“The positive thing is: the first game is under their belt,” Penguins
coach Michel Therrien said after the Penguins were taught a lesson by the Senators in a 6-3 loss that left Pittsburgh trailing the best-of-seven Eastern Conference opening-round series 1-0.
“A lot of those guys, this was their first game in the NHL playoffs and I didn’t feel our team was tight, but I guess they were.”
Although Crosby, the 19-year-old who became the youngest player to ever lead the NHL in scoring after notching 120 points in the regular season, picked up his first career playoff goal, it was hardly the start he wanted.
“It’s faster, it’s more intense, but I didn’t see a whole lot of
different things besides that,” Crosby said of his initial reaction to playoff hockey. “I don’t think we weren’t ready. I think we got caught watching a little bit.”
On a Penguins team in which 15 players had never played a game in the post-season before Wednesday, he was kept in check by an Ottawa squad that was making its 10th straight playoff appearance.
Rather than pairing Crosby with talented Russian rookie Evgeni Malkin, Therrien opted to play his star centre on a line with a couple of grinders in veteran Gary Roberts and Colby Armstrong.
In almost 23 minutes of ice time, Crosby recorded just three shots on goal, getting a late power-play marker with 49 seconds remaining and the score out of reach. He finished minus-1.
“Tonight, maybe the bounces didn’t go our way or his way,” Roberts said. “I got no problem with ‘inexperience’ people think we have. I think we’ll bounce back.”

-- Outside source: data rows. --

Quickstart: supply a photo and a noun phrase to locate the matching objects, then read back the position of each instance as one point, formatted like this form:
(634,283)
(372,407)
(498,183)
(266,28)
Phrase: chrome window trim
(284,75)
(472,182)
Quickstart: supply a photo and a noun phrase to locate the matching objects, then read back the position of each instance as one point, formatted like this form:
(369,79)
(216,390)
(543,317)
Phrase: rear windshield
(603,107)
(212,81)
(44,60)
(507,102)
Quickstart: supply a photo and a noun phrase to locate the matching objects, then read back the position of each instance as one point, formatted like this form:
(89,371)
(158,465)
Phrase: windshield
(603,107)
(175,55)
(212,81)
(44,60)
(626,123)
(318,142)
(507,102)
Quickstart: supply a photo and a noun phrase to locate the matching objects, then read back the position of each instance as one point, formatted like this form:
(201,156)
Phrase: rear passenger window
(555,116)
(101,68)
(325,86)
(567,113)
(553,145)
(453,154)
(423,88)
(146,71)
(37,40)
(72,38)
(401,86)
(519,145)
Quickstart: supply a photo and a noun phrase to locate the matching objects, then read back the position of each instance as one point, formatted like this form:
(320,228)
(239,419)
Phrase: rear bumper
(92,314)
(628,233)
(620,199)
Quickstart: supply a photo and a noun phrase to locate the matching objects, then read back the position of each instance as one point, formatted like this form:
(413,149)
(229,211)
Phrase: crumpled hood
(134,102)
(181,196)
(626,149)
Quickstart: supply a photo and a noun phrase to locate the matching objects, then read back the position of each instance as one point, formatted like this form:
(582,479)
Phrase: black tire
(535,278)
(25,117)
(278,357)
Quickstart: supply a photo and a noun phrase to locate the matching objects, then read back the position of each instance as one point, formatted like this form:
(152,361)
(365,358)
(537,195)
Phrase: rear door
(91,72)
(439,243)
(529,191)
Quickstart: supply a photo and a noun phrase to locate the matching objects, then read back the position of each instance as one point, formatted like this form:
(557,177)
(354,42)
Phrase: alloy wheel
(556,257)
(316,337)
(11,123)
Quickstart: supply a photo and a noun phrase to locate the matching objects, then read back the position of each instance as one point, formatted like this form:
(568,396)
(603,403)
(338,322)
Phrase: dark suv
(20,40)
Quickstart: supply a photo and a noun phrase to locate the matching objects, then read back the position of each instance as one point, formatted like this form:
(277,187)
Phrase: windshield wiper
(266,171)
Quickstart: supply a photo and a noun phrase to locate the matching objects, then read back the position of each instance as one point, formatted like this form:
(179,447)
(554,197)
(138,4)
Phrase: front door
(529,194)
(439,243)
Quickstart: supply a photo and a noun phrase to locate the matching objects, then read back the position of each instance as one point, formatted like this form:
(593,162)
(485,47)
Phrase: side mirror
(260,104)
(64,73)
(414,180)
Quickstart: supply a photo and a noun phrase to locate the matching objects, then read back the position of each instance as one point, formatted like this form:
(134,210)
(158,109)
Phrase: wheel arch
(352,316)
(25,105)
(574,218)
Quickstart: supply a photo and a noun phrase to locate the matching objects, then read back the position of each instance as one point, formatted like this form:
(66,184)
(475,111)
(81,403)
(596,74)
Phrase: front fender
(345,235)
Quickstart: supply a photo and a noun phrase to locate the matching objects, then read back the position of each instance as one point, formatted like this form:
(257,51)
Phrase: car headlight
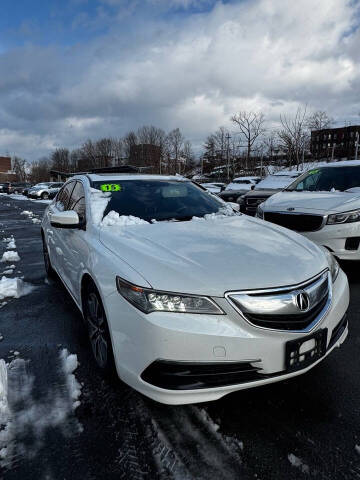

Crosby was serving a hooking penalty when Dany Heatley scored Ottawa’s fourth goal early in the third period and, to add insult to injury, had his own goal 14 seconds later disallowed by referee Paul Devorski when it was ruled he kicked the puck past Ray Emery after Emery made the initial save and Crosby slid into the Senators goaltender.
“It’s a tough one to take,” Crosby said of the call. “It probably would have given us a little more momentum after they scored. a I thought for sure it was going to be a goal.”
Penguins goaltender Marc-Andre Fleury had a long night.
He allowed six goals on 36 shots in his playoff debut and was replaced by Jocelyn Thibault midway through the third period, although Therrien praised him for keeping the score as low as he did.
“It’s a tough game,” said Fleury, who caught his leg pad on the goal post and fell down to allow the Senators’ opening goal just 1:37 into the contest.
“Ottawa was ready.”
Therrien is hoping it’s a lesson learned. The Penguins will try to fare better in Game 2 on Saturday at Scotiabank Place.
“They learned the playoffs are another season. You’ve got to play the price mentally and physically,” he said. “They learned a lot.”